Berbice now feels like a separate part of Guyana, and this is very disturbing. Within the villages in the Port Mourant district water supply and water consistency is a major red alert! Water is supplied to the villages on certain hours of the day; however this is more bad news than good. During the times of 12pm-2pm there is no access to running water from the pipelines (most of the time). After 3 pm, our water is discloured.
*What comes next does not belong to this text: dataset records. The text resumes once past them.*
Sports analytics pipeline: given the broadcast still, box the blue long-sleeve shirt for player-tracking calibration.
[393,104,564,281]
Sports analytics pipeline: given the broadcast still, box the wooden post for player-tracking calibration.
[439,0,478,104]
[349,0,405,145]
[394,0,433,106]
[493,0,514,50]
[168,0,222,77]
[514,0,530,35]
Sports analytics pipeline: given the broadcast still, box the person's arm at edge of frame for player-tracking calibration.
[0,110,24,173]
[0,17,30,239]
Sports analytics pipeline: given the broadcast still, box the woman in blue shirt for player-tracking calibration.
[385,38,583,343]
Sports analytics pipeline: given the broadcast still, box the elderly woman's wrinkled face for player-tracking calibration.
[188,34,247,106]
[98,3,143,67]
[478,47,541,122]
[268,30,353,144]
 In our parliament when our national budget was being read the presenter disclosed that they had allocated $3.2 billion to improve the quality of water supply across the country, 9.7% above the projected amount for 2017. He went on to say “We will install an additional 10,000 meters by the end of 2018 compared to the over 10,000 already projected for 2017. Institutional strengthening of GWI will continue to target the reduction of commercial and technical losses and improve the billing system”.

This now leaves me to question, what is this current administration’s interest really? The people? I think not.

Billions of dollars has been allocated towards enhancing our water provision facilities and it’s already six months into the year 2018 and this is what we still experienced.

Is this the water we should be using to cook? Is this what we are to consume and are we expected to give this to our children? With a 3 billion dollar allocation how is it possible that we are still living like we were in the 80’s? Or even the 70’s? It has been too long and we have been through too much as a people to be in a state of using ‘mud filled’ water for our cooking and showering purposes etc.  Politicians (namely our government) talk about “building sustainable communities”, but are we sustaining our community’s physical structure? Or are we sustaining the people and everything else?

It’s about time that we shift our focus, from building structures that fall apart in a matter of months to improving and maintaining the ones that currently serve us.

The GWI (Guyana Water Inc) has for far too long ignored the cries and complaints of the people. We are serviced with water that could make our white rice transform to brownish red and even with protest, petitions, cries and pleas, our voices remain stifled under the offices of those in power. We need to make a change and we need to do it now.